Let's not focus on the negative. org.apache.spark.functions.transform
now exists and is an absolute joy to work with. This is a great addition to the API.
aggregate
Suppose you have a DataFrame with an array of numbers:
+------------+
| numbers|
+------------+
|[1, 2, 3, 4]|
| [5, 6, 7]|
| null|
+------------+
You can calculate the sum of the numbers in the array with the aggregate
function.
val df = spark.createDF(
List(
(Array(1, 2, 3, 4)),
(Array(5, 6, 7)),
(null),
), List(
("numbers", ArrayType(IntegerType, true), true)
)
)
val resDF = df.withColumn(
"numbers_sum",
aggregate(
col("numbers"),
lit(0),
(col1: Column, col2: Column) => col1 + col2
)
)
Let's check out the result:
resDF.show()
+------------+-----------+
| numbers|numbers_sum|
+------------+-----------+
|[1, 2, 3, 4]| 10|
| [5, 6, 7]| 18|
| null| null|
+------------+-----------+
aggregate
isn't the best name. This concept is referred to as reduce
in Python, inject
in Ruby, and fold
in Scala. The function name aggregate
makes you think about database aggregations, not reducing an array.
The aggregate
function is amazingly awesome, despite the name. It opens the door for all types of interesting array reductions.
The aggregate
docs are hard to follow because there are so many column arguments:
Let me know if you have a good example of an aggregate
function that uses the finish
function.
zip_with
Suppose we have a DataFrame with letters1
and letters2
columns that contain arrays of letters.
+--------+--------+
|letters1|letters2|
+--------+--------+
| [a, b]| [c, d]|
| [x, y]| [p, o]|
| null| [e, r]|
+--------+--------+
Let's zip the letters1
and letters2
arrays and join them with a ***
delimiter. We want to convert [a, b]
and [c, d]
into a single array: [a***c, b***d]
.
val df = spark.createDF(
List(
(Array("a", "b"), Array("c", "d")),
(Array("x", "y"), Array("p", "o")),
(null, Array("e", "r"))
), List(
("letters1", ArrayType(StringType, true), true),
("letters2", ArrayType(StringType, true), true)
)
)
val resDF = df.withColumn(
"zipped_letters",
zip_with(
col("letters1"),
col("letters2"),
(left: Column, right: Column) => concat_ws("***", left, right)
)
)
Let's take a look at the results.
resDF.show()
+--------+--------+--------------+
|letters1|letters2|zipped_letters|
+--------+--------+--------------+
| [a, b]| [c, d]|[a***c, b***d]|
| [x, y]| [p, o]|[x***p, y***o]|
| null| [e, r]| null|
+--------+--------+--------------+
Ugly UDFs from the past
spark-daria implemented exists
as a UDF and the code is pretty gross:
def exists[T: TypeTag](f: (T => Boolean)) = udf[Boolean, Seq[T]] { (arr: Seq[T]) =>
arr.exists(f(_))
}
The spark-daria forall
UDF implementation was equally unappealing:
def forall[T: TypeTag](f: T => Boolean) = udf[Boolean, Seq[T]] { arr: Seq[T] =>
arr.forall(f(_))
}
It'll be cool to get rid of this cruft in spark-daria.

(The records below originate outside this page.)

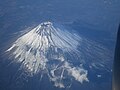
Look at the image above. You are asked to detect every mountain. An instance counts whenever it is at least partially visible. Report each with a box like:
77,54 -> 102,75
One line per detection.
6,21 -> 112,88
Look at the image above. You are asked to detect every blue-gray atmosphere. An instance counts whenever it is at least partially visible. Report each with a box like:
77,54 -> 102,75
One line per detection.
0,0 -> 120,90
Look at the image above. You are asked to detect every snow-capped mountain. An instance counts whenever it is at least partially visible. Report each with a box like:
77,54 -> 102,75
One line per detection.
6,21 -> 111,88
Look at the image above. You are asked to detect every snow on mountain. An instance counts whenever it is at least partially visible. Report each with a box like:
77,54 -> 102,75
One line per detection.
6,21 -> 88,88
6,21 -> 111,88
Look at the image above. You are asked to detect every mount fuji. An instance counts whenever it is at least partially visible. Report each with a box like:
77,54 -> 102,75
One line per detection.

The more spark-daria functions that are supported natively in Spark, the better.
Let's hope we can get the spark-daria createDF
function merged in with the Spark codebase some day…
Conclusion
Spark 3 has added some new high level array functions that'll make working with ArrayType columns a lot easier.
The transform
and aggregate
functions don't seem quite as flexible as map
and fold
in Scala, but they're a lot better than the Spark 2 alternatives.
The Spark core developers really "get it". They're doing a great job continuing to make Spark better.